FOLLOW YOUR NOSE: HOUSTON AIR QUALITY STUDY FINDS A FEW SURPRISESMercury and Formaldehyde Levels Have Scientists Scratching Their Heads
Although Houston’s air quality has improved from previous years, the Texas Air Quality Study-II, a 45-day study conducted in 2006, is the first to provide solid mercury measurements in Houston, according to Barry Lefer and Bernhard Rappenglueck, UH professors of atmospheric science.
“Formaldehyde has been measured before in Houston’s air, but, to the best of my knowledge, mercury has not been measured in Houston,” Rappenglueck said. “There is now a significant amount of formaldehyde and mercury in the air here at times.”
Scientists know mercury is emitted mostly from coal-burning power plants, such as the one in Sugar Land, but there is additional mercury coming from the area around the Houston Ship Channel and the nearby refineries and petrochemical plants, according to the study. The more than 100 scientists from UH and research institutions across the country who pored over the air quality data are still analyzing the information to identify what industrial processes are producing the mercury.
Most of the data was collected from the UH Moody Tower Atmospheric Chemistry Facility, an 18-story building that is operational 24 hours a day, seven days a week, and from data collected from various aircrafts and a National Oceanic Atmospheric Administration ship in the Houston Ship Channel.
The Moody Tower facility measured three different types of mercury: gaseous elemental mercury, reactive gaseous mercury and fine particulate mercury. Although traces of mercury have been found all over the country, the amounts detected varied from double to more than six times what is typically found in other parts of the United States, Lefer said.
“Mercury is toxic and is most detrimental to children and pregnant women and causes developmental abnormalities,” Lefer said. “Mercury emissions from coal and other sources are going to be more problematic to reduce, but using cleaner fuels and alternative energy for electricity will reduce the mercury levels in the environment.”

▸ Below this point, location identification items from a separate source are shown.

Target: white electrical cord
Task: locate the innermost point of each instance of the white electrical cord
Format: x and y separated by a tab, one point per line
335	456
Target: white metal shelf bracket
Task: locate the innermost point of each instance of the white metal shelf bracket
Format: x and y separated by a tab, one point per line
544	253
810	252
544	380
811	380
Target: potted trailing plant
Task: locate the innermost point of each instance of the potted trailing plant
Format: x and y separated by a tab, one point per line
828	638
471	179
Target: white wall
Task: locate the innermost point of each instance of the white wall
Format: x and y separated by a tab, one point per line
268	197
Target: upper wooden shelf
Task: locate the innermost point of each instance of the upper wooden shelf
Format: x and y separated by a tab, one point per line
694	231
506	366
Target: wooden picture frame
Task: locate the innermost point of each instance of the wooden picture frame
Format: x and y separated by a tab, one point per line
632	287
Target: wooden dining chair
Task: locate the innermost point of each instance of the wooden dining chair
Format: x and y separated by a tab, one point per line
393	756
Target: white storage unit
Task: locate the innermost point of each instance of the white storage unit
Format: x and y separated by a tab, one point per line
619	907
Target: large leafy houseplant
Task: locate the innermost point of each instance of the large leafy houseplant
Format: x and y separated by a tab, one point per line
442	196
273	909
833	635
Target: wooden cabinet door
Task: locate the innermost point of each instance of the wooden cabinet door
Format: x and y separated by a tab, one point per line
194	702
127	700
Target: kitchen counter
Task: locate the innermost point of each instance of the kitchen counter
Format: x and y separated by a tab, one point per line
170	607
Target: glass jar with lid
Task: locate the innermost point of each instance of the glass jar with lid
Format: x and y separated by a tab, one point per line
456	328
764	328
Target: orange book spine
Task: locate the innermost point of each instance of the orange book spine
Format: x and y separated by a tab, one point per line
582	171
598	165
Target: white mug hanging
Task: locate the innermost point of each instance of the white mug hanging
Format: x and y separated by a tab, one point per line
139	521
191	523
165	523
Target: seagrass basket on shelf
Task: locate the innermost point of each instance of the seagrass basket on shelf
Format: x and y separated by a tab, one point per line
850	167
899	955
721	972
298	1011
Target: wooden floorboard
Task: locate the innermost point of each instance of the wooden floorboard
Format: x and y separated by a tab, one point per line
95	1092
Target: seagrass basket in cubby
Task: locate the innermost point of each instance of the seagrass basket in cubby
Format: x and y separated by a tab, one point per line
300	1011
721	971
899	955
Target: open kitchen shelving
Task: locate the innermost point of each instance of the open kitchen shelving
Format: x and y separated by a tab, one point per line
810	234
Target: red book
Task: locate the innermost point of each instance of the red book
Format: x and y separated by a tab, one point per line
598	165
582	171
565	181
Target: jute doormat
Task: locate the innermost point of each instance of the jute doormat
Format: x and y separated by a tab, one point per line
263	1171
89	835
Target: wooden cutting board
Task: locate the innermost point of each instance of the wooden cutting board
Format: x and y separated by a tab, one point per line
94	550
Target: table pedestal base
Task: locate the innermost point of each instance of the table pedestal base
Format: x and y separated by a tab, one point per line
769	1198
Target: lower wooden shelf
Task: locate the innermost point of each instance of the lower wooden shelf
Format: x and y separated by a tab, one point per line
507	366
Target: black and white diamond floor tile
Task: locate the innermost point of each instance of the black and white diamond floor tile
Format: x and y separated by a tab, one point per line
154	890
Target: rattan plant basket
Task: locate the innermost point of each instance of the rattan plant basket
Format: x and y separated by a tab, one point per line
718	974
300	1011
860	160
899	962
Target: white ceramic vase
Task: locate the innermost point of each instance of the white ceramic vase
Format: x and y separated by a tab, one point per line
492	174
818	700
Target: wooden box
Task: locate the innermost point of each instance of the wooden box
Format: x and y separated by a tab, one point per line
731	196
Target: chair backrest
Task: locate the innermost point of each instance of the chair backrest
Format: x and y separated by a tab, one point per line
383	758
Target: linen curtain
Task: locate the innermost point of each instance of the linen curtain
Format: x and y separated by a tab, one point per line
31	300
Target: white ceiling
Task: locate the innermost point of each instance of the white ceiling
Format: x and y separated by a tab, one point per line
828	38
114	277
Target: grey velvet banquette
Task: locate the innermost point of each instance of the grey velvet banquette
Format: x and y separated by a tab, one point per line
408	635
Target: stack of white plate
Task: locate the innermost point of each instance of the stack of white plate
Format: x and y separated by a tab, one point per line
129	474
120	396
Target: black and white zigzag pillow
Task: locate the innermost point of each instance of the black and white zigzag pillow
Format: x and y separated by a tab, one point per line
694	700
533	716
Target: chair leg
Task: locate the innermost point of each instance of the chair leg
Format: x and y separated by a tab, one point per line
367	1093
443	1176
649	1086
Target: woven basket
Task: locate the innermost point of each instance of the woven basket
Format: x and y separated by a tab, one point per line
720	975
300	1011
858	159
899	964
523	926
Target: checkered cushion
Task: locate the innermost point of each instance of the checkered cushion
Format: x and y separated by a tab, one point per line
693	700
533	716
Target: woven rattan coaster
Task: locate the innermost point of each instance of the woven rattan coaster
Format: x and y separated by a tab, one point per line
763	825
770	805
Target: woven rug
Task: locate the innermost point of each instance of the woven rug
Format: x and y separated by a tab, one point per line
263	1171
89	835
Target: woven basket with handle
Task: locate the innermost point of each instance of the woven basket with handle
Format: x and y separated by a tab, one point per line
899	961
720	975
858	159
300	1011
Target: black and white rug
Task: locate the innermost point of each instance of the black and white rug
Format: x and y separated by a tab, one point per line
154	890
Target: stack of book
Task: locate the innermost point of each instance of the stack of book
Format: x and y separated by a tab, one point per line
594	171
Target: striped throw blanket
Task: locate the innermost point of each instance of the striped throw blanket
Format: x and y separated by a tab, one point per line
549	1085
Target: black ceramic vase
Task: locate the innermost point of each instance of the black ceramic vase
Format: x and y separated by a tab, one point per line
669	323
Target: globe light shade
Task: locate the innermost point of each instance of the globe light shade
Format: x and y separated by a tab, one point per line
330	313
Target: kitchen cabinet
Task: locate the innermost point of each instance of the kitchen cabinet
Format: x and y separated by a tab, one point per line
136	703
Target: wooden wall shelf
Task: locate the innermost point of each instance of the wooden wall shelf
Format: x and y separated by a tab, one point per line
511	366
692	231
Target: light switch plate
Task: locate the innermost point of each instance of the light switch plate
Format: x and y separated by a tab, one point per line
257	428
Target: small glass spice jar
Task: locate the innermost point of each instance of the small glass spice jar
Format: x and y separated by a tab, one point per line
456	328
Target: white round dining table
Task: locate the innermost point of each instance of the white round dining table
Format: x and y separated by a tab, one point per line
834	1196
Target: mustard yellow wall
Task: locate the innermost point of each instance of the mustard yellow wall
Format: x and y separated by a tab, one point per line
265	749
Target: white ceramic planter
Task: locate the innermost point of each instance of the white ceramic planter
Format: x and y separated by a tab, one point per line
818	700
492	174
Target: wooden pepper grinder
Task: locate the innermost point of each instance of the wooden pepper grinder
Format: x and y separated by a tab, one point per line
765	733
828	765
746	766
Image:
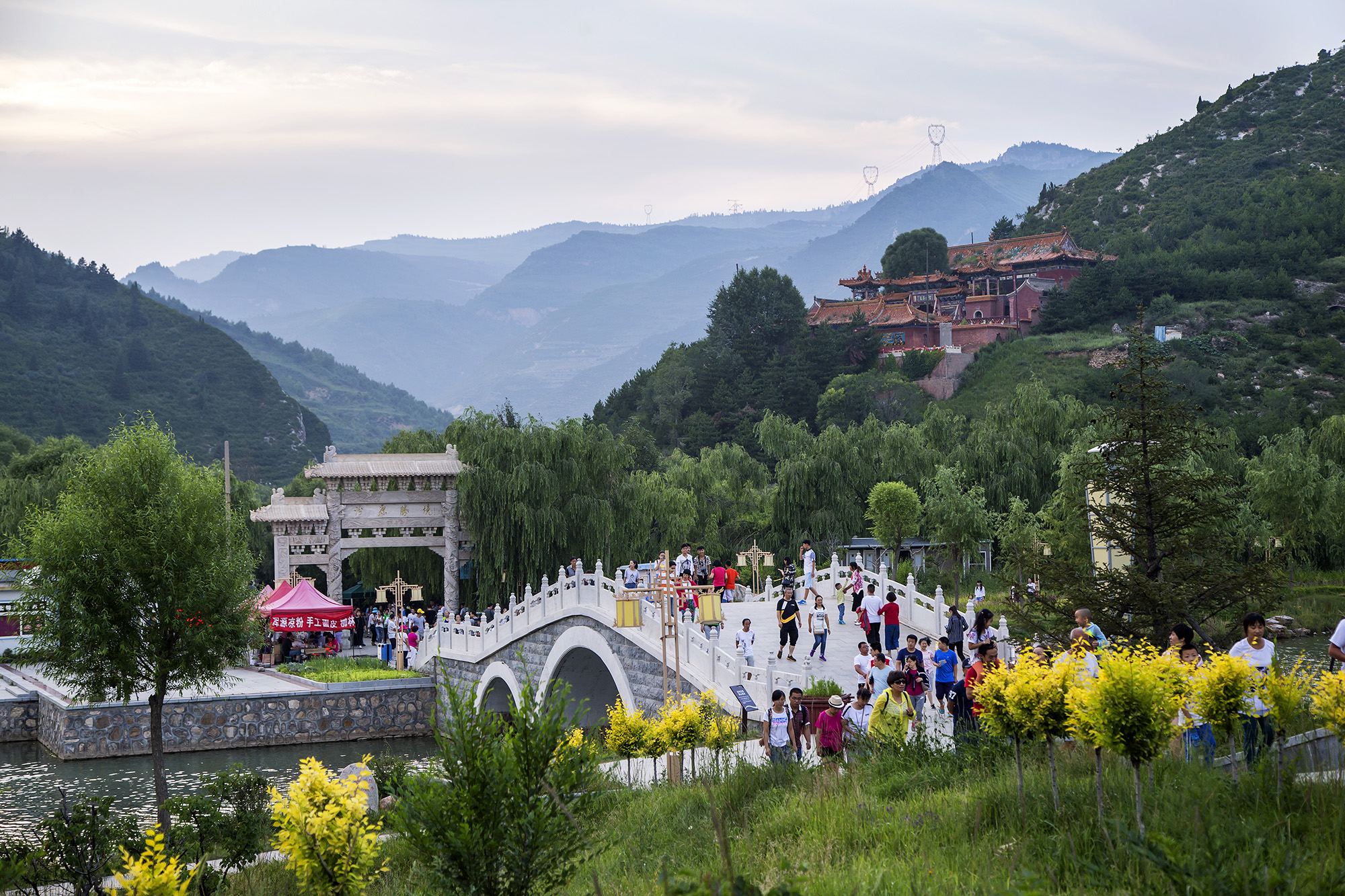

The base for embalming fluid, formaldehyde is believed to be the catalyst in the production of ozone, a harmful pollutant that may be primarily emitted from traffic and poorly maintained diesel cars, and secondarily by chemical reactions in the atmosphere.
“Primary formaldehyde means it is directly emitted to the atmosphere,” Rappenglueck said. “Secondary formaldehyde means that it is chemically formed in the atmosphere from other chemicals.”
Formaldehyde emissions from automobile exhaust are directly emitted into the atmosphere, but their contribution is small, Rappenglueck said. Instead, the air quality data suggests there may be a “new” source of primary formaldehyde emissions in Houston.
“Once the source of the formaldehyde is identified, it should be possible to figure out how to reduce these emissions,” Lefer said. “Formaldehyde is not toxic at these levels, but it is very efficient at producing ozone pollution. We think this is one of the ‘missing’ links in understanding Houston’s ozone pollution.”
The UH Atmospheric Science group is working on calculations to assess the impact of primary formaldehyde emissions in producing ozone in Houston. They hope to have the results in time for conferences in December and January.
The Texas Air Quality Study-II wasn’t all doom and gloom for Houston, though. Houston does have a serious ozone problem, but efforts to fix it are headed in the right direction.
“The bad news is that Houston’s ozone levels are above the Environmental Protection Agency’s (EPA) standards for 30 to 40 days each year,” Lefer said. “The EPA allows a city to have one to three ‘bad’ ozone days per year. So we are well above this average. But, the good news is that the number of ‘bad’ ozone days each year in Houston is decreasing. In addition, the peak ozone values observed in Houston have also been on a down trend the past six years. We still have a long way to go, though.”